The Sea Shepard ships are flagged in New Zealand and Australia. Australia has claimed sovereignty over the whole southern ocean between Australia and Antarctica, and ANZUS maritime treaties back that claim. The Japanese are poaching in Australian national waters.
 
2013-02-27 12:46:35 AM  
When you ram ships; hurl glass containers of acid; drag metal-reinforced ropes in the water to damage propellers and rudders; launch smoke bombs and flares with hooks; and point high-powered lasers at other ships, you are, without a doubt, a pirate, no matter how high-minded you believe your purpose to be.

Well... yeah, pretty much.  I mean, the actual technical term is "terrorist" or "saboteur", but either of those things done in international waters falls under 'piracy', that's not a stretch at all.

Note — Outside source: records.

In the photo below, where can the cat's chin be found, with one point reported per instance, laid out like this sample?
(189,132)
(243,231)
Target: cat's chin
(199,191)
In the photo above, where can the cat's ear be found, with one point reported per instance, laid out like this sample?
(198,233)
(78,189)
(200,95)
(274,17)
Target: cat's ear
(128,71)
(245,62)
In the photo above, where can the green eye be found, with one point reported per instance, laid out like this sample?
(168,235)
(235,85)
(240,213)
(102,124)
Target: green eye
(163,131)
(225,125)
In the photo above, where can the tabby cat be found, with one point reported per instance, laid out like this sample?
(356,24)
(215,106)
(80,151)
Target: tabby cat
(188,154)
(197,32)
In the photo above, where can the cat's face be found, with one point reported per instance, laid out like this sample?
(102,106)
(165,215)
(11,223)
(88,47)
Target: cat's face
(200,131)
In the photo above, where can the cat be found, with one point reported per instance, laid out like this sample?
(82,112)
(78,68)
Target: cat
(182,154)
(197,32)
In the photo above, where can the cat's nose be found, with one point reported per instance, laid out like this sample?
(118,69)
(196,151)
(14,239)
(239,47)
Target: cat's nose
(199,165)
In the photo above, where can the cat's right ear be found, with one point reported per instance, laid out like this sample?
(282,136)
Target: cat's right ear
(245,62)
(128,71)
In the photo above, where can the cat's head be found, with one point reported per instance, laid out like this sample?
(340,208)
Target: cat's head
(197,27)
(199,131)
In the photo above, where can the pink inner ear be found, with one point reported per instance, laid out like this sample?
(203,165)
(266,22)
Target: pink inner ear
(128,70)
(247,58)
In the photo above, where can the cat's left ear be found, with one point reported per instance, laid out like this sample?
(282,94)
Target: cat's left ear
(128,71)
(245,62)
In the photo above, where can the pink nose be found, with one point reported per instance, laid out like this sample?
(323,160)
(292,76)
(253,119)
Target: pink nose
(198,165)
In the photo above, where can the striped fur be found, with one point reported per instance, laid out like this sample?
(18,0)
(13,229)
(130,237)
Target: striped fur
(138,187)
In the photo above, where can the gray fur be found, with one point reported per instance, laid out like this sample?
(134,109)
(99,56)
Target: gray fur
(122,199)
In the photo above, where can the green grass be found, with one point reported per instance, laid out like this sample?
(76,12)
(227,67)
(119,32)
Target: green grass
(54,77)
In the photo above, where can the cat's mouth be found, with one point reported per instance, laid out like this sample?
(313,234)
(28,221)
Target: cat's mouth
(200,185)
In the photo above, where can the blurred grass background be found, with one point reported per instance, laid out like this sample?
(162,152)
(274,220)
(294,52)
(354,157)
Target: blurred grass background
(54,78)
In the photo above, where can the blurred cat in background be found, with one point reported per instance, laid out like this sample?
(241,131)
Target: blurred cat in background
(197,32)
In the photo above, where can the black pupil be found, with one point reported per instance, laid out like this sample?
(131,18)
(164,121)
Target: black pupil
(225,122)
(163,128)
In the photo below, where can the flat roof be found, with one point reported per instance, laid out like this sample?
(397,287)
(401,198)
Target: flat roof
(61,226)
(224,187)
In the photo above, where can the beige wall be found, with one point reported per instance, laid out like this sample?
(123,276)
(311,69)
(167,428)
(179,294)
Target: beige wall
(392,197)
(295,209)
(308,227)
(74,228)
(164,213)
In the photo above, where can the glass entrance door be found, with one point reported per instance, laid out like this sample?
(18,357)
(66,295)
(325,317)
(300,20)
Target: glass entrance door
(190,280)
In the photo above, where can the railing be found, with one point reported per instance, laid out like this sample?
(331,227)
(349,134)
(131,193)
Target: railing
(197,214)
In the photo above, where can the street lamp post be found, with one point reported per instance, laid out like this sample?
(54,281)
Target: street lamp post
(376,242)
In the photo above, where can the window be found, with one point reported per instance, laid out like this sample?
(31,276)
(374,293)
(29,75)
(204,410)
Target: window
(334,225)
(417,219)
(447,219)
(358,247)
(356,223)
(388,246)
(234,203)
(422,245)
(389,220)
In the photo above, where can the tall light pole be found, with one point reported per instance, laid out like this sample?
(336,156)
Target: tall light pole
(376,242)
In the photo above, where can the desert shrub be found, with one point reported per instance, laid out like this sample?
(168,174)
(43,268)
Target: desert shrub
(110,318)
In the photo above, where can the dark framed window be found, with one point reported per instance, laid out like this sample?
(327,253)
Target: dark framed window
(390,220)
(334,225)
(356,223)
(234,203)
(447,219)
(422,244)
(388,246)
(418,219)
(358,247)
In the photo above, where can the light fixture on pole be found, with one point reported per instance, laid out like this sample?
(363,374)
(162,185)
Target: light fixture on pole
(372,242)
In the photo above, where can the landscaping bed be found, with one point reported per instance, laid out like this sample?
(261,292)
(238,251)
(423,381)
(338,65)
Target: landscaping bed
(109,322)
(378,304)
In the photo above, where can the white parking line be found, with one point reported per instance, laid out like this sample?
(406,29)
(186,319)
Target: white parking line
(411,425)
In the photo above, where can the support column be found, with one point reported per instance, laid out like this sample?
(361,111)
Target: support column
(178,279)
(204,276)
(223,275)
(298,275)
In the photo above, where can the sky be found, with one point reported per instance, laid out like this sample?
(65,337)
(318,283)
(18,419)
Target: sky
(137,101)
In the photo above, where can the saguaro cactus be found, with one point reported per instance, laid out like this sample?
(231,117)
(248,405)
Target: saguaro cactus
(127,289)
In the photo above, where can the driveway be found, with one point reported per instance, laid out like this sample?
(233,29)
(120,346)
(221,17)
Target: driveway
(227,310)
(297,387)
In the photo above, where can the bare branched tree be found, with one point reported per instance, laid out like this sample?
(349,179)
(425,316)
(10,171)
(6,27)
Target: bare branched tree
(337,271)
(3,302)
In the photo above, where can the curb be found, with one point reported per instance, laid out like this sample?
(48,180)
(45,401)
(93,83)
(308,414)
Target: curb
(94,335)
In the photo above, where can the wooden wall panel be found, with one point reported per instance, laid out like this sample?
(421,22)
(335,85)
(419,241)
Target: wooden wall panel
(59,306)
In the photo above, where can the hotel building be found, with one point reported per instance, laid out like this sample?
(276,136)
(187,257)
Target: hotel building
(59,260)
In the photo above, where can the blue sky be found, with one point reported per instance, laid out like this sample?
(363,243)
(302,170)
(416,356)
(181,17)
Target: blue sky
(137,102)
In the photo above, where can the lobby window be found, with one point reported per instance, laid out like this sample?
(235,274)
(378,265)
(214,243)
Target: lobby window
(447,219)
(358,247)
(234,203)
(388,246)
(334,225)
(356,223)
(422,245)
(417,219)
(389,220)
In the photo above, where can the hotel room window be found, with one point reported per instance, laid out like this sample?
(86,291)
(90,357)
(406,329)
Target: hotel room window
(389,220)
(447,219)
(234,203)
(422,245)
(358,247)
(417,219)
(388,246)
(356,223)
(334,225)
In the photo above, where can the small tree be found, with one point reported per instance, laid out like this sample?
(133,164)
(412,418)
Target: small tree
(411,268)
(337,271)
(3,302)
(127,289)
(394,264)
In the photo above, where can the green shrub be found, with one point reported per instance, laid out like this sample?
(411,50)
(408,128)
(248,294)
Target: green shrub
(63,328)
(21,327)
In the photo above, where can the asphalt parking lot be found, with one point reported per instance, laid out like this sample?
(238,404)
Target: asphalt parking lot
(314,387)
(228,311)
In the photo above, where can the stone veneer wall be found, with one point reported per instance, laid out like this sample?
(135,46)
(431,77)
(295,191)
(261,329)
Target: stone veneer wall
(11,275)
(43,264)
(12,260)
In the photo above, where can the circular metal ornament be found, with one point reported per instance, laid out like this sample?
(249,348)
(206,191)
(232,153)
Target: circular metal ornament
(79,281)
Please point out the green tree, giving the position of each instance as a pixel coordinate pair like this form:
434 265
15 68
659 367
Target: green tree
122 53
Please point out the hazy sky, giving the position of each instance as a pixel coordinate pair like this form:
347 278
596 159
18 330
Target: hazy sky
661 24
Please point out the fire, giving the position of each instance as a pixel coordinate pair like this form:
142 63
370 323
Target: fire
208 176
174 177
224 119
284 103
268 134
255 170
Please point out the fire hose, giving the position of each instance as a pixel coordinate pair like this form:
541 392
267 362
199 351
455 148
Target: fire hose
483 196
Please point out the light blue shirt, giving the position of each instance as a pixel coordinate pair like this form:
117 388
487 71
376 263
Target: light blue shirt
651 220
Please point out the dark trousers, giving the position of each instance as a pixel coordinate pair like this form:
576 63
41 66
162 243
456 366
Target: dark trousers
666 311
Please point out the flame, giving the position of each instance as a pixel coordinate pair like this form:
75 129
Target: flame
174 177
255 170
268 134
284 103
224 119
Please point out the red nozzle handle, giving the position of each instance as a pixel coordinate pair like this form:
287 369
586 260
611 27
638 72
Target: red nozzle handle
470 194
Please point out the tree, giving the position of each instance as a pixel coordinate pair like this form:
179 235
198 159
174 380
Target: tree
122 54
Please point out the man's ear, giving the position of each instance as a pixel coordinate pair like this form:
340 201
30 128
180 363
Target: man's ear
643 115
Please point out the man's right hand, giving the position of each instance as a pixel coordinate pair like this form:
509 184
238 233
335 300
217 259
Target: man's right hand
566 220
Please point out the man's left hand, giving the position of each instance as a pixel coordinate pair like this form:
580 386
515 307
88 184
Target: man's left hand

Most of the "privateer" ships of the 1600s claimed to be morally superior, too (and many of the outright pirates, but that's more detailed history).  Didn't make 'em magically not pirates.

//If they were just blocking the ships or chasing the whales off with sonics, might be arguable.  When you're damaging the propulsion of a ship in arctic waters, you go all the way past douchery and come out on the side of outright attempted murder.
 
2013-02-27 12:47:12 AM  
I went on a whaling mission with my Icelandic grandfather in 1984 at the age of 6. We harpooned a couple of small whales (I have pictures of them gutted on the pier but I don't know what species)and it fed a bunch of people in the small town of Isafjordur where he lived. Food was a precious commodity back then and they ate what ever they could get. My grandfather's brother died right in front of him when they were young while repelling down a cliff to get puffin eggs to feed the family.

That being said, these Japanese whalers are likely hunting the whales to make boner pills or something, the more exotic and endangered the harder the boner.